In order to develop this algorithm, we'll go through the different above-mentioned steps.

• First, we generate a list with numbers from 2 to largest integer N you want to calculate.

 A = range(2, n + 1) 

• We use another list C, as we might use A later to print the initial list.

• We go through C, processing all the numbers less than the square root N.

• We initialize an empty list B, and add every time a prime number (Which is first element of the list).
• We use list comprehension to filter multiplies using : (x%firstElement!=0) .

C= [x for x in C if x%firstElement!=0]

• B is the union of the rest of numbers (prime numbers that are larger than the square root N), and the prime numbers that we detected already.

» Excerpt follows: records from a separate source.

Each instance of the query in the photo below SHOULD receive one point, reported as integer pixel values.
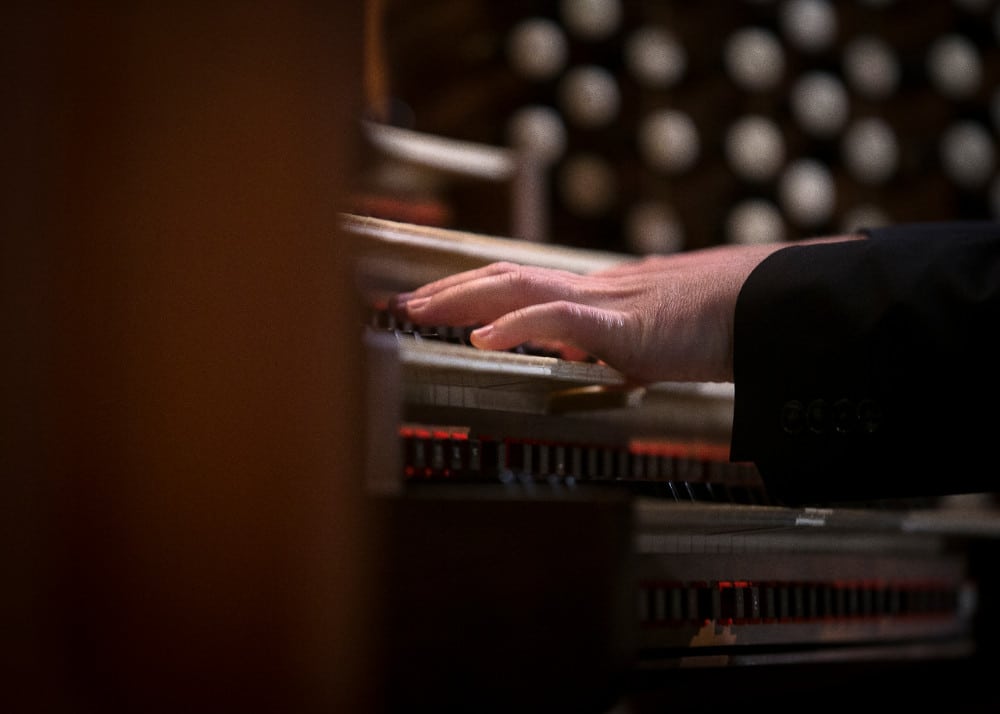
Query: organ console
(558, 536)
(558, 540)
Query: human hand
(662, 318)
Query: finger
(591, 330)
(450, 281)
(483, 299)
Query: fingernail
(416, 303)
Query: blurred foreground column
(183, 521)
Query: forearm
(859, 368)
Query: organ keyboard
(711, 571)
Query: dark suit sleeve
(870, 369)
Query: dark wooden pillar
(183, 527)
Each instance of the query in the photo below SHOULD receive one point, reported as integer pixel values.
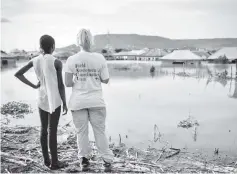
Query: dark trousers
(49, 121)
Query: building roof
(155, 52)
(228, 52)
(181, 55)
(201, 53)
(130, 53)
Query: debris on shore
(15, 109)
(21, 153)
(188, 123)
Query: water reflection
(138, 98)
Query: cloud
(3, 20)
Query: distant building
(7, 60)
(19, 54)
(128, 55)
(152, 54)
(63, 55)
(182, 57)
(229, 53)
(202, 54)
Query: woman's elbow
(17, 74)
(105, 81)
(68, 84)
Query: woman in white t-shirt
(51, 92)
(84, 72)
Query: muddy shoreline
(21, 153)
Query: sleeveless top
(49, 96)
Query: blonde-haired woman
(84, 72)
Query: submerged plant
(188, 123)
(15, 109)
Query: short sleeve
(104, 74)
(67, 67)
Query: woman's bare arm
(69, 79)
(20, 75)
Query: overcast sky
(24, 21)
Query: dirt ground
(21, 153)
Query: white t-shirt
(88, 69)
(49, 96)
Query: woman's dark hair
(47, 43)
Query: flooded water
(137, 99)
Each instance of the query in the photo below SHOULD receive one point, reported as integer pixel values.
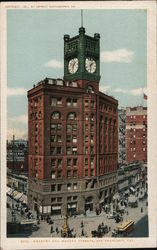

Your code should look like:

def era1():
    n = input("Introduce a nombre: ")
    #n=120 #To test the
    A = range(2, n + 1) 
    B, C= [],A
    while C[0]< math.sqrt(n): #Condition
        firstElement= C[0]
        B+= [firstElement] #The first number in the list is a prime number. Write this number a list of primes, B.
        C= [x for x in C if x%firstElement!=0] #We use comprehension List to filter multiplies using
    return B+C #The numbers in the B list and those left in List A are all primes searched.

print era1()

Output in case of n=120: [2, 3, 5, 7, 11, 13, 17, 19, 23, 29, 31, 37, 41, 43, 47, 53, 59, 61, 67, 71, 73, 79, 83, 89, 97, 101, 103, 107, 109, 113]

This picture visualize the Algorithm, Source of picture .

Answer 2

Removing items from a list while iterating over it will have unexpected results, it interferes with the indexing.

a = [1,2,3,4,5,6,7,8,9]
for thing in a:
    a.remove(thing)


>>> a
[2, 4, 6, 8]
>>> 

You will need to figure out another way to accomplish that - perhaps create a new list with the items you want to keep.